The list that is returned from Google contains a “dictionary” object for each email message found. Each dictionary object contains two elements: a message identification number and a thread identification number. Since I am only interested in the message identification number, I ran a short for loop to extract that number for each message returned into a list I named msg_ids.

msg_ids = []
for item in msg_id_and_thread:
    (key, val) = item.items()
    msg_ids.append(key[1])

The next step is to use the message identification numbers found in msg_ids to retrieve the message header from Gmail. The following code uses the get_one_msg() function defined above to get the header from a single message from Gmail. If the header includes a cochise college email address then that is added to the email_addr variable.

email_addr = ''
for one_msg in msg_ids:
    msg_header = get_one_msg(one_msg) # Get a message header
    for get_email_addr in msg_header['payload']['headers']: 
        # Include only cochise addresses
        if get_email_addr['value'].find('cochise.edu') != -1:
            email_addr += (get_email_addr['value'])

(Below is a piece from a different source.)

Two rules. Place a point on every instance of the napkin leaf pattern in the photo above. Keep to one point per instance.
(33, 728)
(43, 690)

Once the Cochise College email addresses are all added to the email_addr string, I use a regular expression to find all instances of a “<” followed by characters then a “@”. I extract all of the characters between those two delimiters and place that in a variable named usr_ids. These are the user identifiers taken from the email string, in other words, the “selfg” part of my email address.

regex_exp = re.compile(r'(?<=\<)(.*?)(?=\@)')
usr_ids = re.findall(regex_exp,email_addr)

While the next block was not necessary for creating a word cloud, I decided to save the list of identifiers in a text file for future use. By doing that, I can create new word cloud images by resubmitting the same list of names without having to rerun the API call.

fName = fDate + '.txt'
with open(fName, 'w') as fh:
    for item in usr_ids:
        fh.write("%s\n" % item)

The next block calls sets up the word cloud function and then calls that function. First, the identifiers are conditioned a bit to allow for potential odd identifiers. The word cloud call is fairly easy to understand and the various parameters are set in the function call.

comment_words = ' ' # Words to map in the word cloud
stopwords = set(STOPWORDS) # Words to ignore 
# iterate through the data frame 
for val in usr_ids: 
    val = str(val) # cast val to string
    tokens = val.split() # split val
    for i in range(len(tokens)): 
        tokens[i] = tokens[i].lower() # convert tokens to lc
    for words in tokens: 
        comment_words = comment_words + words + ' '
wordcloud = WordCloud(width = 800, height = 800, 
                background_color ='white',
                stopwords = stopwords,
                min_font_size = 10).generate(comment_words) 

The wordcloud variable is sent to matplotlib where it is plotted and eventually saved as a .PNG file.

plt.figure(figsize = (6, 6), facecolor = None) 
plt.imshow(wordcloud) 
plt.axis("off") 
plt.tight_layout(pad = 0) 
fName = fDate + '.png'
plt.savefig(fName)
plt.close()

Summary

The three word clouds that I created with this script can be found in my blog post for December 4: Personal Email Network and readers are welcomed to take a look.

Other than my own comments in the Python file, which were not included in this tutorial, the code found in this tutorial is complete. Users who wanted to do so could copy/paste the chunks one after the other and recreate the entire script. This was a splendid little Python project and was a great way to begin to incorporate Python in my daily work.